Cell 52: This is the exit cell. It assigns the next arrival time for the truck and moves the truck out of the system. The trucks arrive at the entry cell (40) based on the inter-arrival time assigned here.

Output analysis

The first advantage of implementing a cell-based system is that it can visualize the site and resource movements directly without any further processing. Figure 14 visualizes one instance. The locations of the trucks in all instances can be recorded and used for spatio-temporal analysis, as done in early research work by Pradhananga and Teizer (2014) and Vasenev et al. (2014).
Fig. 14

Visualization of the developed cell-based simulation in MATLAB®

Like traditional simulation models, cell-based models are also capable of performing sensitivity analysis for varying number of resources on the site. Figure 15 shows the results of simulating the system for up to two excavators and multiple trucks. Each point in the chart represents the result of 50 runs in the simulation. The curve flattens at a point and remains stagnant. This is because the maximum production capacity of the excavators is reached when there are more trucks on the site than can be loaded. Any addition to the number of trucks will not yield additional production.
Fig. 15

Simulation output for multiple resource configurations

It can be observed in Fig. 15 that for less number of trucks, the number of trucks govern the total production. That means, irrespective of the number of excavators, the total production will not increase because the trucks are already delivering their maximum potential. In this scenario, there is a chance that the excavator has to wait for new trucks to arrive at the site. As the number of trucks increases again, the excavators are busy and trucks have to wait to get loaded. In terms of production, it would be beneficial to have more excavators on site. Figure 15 depicts this scenario. For this SUI, the tipping point occurs at around 50 trucks. The total production for one or two excavators is the same if the number of trucks is less than 50. After one excavator’s capacity is reached, we only see a surge in production if we deploy more excavators (two in this case).

Figure 15 also shows a case when both the excavators work at their maximum capacity (with roughly 100 trucks serving the site). Sending more trucks to the site will not yield any further increase in production. An extension to Fig. 15 would be the total production with three excavators on site. It can be expected that the production steadily increases beyond the capacity 100 trucks can carry, but becomes stagnant at a higher number of trucks.

Resource optimization is a classic problem that simulation models are used for. Identifying the maximum productivity can be utilized to optimize the cost of the operation. For instance, it can help to determine the number of excavators and trucks that yield the most production for the same cost per load. Conversely, if a production level needs to be accomplished, the optimal resource configuration that yields the production level for the lowest cost can also be computed (see Fig. 16).
Fig. 16

Cost optimization using sensitivity analysis

The major benefit from implementing a cell-based simulation model is that it uses a continuous simulation model and simulates the position of all the resources at each instance. This is not possible in a discrete-event simulation model.
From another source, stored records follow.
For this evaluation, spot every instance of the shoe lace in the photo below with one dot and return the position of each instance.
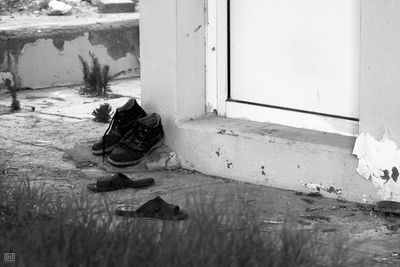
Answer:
(115, 118)
(138, 136)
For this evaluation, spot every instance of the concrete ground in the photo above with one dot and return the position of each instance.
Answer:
(33, 143)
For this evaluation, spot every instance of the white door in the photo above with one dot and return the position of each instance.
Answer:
(300, 56)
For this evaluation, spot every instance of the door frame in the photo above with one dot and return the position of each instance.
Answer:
(218, 83)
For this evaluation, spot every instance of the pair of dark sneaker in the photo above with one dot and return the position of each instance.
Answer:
(131, 136)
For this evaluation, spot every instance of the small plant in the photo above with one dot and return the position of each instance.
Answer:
(102, 113)
(15, 105)
(95, 77)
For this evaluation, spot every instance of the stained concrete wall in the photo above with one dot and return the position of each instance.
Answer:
(40, 58)
(173, 60)
(173, 75)
(380, 68)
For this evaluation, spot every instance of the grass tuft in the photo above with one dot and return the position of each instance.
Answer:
(46, 231)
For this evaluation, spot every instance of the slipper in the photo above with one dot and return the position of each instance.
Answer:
(388, 206)
(118, 181)
(156, 208)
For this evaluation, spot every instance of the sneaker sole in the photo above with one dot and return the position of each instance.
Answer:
(135, 162)
(100, 152)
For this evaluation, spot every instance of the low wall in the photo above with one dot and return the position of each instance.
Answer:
(40, 57)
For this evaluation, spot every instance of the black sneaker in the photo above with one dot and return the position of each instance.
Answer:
(123, 121)
(147, 134)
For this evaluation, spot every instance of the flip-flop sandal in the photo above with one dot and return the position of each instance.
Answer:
(156, 208)
(118, 181)
(388, 206)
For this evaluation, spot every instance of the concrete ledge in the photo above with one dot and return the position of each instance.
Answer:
(273, 155)
(46, 55)
(116, 6)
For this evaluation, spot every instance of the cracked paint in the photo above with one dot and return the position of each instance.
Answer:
(379, 161)
(320, 187)
(229, 164)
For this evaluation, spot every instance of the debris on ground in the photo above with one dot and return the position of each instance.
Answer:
(388, 207)
(57, 8)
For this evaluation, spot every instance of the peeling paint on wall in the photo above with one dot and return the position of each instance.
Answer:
(379, 160)
(327, 189)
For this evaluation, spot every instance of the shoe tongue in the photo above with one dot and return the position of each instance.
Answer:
(128, 105)
(150, 120)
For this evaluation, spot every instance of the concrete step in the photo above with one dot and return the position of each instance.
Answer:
(273, 155)
(45, 54)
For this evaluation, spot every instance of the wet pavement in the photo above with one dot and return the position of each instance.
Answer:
(33, 146)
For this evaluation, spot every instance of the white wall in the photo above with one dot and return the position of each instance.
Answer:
(172, 38)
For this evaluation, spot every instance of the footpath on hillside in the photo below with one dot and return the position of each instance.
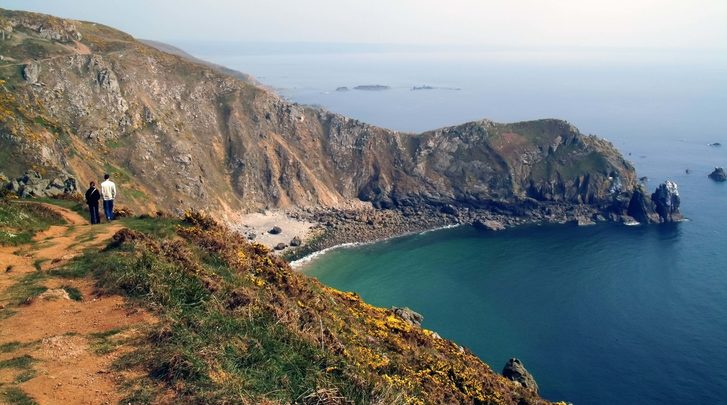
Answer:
(58, 335)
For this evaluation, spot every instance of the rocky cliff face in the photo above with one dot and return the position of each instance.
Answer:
(86, 99)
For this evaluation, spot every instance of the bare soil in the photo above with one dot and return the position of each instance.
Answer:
(62, 335)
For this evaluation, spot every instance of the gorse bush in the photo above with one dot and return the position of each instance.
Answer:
(237, 325)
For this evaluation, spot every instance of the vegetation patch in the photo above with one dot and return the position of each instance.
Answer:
(238, 325)
(73, 293)
(16, 396)
(28, 288)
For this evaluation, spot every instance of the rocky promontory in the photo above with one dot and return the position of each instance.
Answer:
(718, 174)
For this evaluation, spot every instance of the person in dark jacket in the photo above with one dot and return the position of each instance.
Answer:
(92, 197)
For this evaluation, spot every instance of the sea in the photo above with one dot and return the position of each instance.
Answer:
(604, 314)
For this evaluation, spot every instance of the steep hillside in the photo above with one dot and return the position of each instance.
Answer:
(83, 98)
(184, 311)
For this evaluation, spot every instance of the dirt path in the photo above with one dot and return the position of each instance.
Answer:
(55, 349)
Discrete-event simulation triggers only when an event occurs. Since the focus of this research was to analyze the interaction of the resources at each instance, cell-based simulation has to be implemented to thoroughly understand the interaction even when no notable event occurs.

Feedback and model verification

The valuable information obtained by simulating the site under different site conditions is applied in future operations through a feedback loop. New decisions are implemented and real-time data are continuously collected. These further enhance the simulation system and provide better decision making capacity.

Model verification is the process of confirming that the right model has been built for the system. In the case of a cell-based system, the entire simulation process can be observed in the visualization environment. Checking the model can be done by observing the movement of the entities in the simulation system. In the selected case, the dump trucks are supposed to arrive at the entrance gate, find their way through the temporary construction road on site, wait for the ramp to be empty, wait for an empty spot next to an excavator, wait to be loaded, and then exit through the exit gate. All these activities can be visually verified to check if the model has been built correctly.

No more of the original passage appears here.